Nancy Sinatra singles chronology
| "You Can Have Any Boy" | "I See the Moon" | "The Cruel War" |

= I See the Moon =

1953 song

"I See the Moon (Over the Mountain)" is a popular song, written by Meredith Willson in 1953.

==Recordings==
The Mariners, in the United States, and The Stargazers, in the United Kingdom, had the best-known versions. The Stargazers' recording, released on the Decca Records label, reached number one in the UK Singles Chart in 1954. In taking "I See the Moon" to number one, the Stargazers became the first act in British chart history to reach number one with their first two records to reach the chart. Several singles released in the interim failed to chart. The Stargazers' recording was produced by Dick Rowe, one of eight of his UK chart topping successes in that role. The single sold over 300,000 copies.

The Mariners' version, released in 1953 on Columbia Records, reached number 14 in the United States.

A recording by Don Cameron with Morton Fraser's Harmonica Band was made in London on February 17, 1954. It was released by EMI on the His Master's Voice label as catalog number B 10675.

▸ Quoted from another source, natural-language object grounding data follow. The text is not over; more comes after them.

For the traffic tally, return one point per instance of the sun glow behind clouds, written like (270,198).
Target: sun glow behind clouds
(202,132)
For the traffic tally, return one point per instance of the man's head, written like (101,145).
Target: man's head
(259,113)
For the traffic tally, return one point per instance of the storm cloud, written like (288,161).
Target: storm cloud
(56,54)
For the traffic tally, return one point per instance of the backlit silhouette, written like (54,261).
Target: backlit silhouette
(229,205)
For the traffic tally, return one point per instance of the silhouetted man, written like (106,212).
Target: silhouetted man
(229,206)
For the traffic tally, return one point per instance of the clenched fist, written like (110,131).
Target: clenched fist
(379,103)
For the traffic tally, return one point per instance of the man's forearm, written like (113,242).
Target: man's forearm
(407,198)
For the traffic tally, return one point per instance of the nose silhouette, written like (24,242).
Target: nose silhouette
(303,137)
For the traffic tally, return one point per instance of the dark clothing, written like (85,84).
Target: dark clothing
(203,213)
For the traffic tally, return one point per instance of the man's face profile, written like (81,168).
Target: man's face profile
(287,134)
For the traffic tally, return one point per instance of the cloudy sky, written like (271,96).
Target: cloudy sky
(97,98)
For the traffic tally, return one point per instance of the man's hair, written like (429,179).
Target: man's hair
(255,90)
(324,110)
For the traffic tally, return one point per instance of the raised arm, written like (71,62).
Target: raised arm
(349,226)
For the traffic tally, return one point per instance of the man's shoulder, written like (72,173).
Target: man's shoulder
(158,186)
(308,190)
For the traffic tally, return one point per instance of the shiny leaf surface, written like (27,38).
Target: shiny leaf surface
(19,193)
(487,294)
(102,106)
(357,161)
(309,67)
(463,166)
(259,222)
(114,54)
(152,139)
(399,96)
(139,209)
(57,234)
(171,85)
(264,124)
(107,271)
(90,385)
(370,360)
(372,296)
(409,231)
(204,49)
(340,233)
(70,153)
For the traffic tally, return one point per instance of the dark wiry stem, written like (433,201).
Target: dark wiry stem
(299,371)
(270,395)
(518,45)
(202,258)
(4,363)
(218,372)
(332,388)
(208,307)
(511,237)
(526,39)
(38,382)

Nancy Sinatra released a version on Reprise Records in 1963.

==Television adaptation==
In 1997, the English actress Phoebe Nicholls (as May Thrace) performed the song with piano accompaniment in an adaptation for television of Ruth Rendell's mystery, May and June. It was described as her character's childhood favourite.

==Nursery rhyme==
There is a nursery rhyme with the same title. It was first collected and recorded in print by Joseph Ritson, an English literary antiquary. It matches a couplet that appears in English as early as 1784 in a work entitled Gammer Gurton's Garland, or, The Nursery Parnassus:
I see the moon, and the moon sees me,
God bless the moon, and God bless me!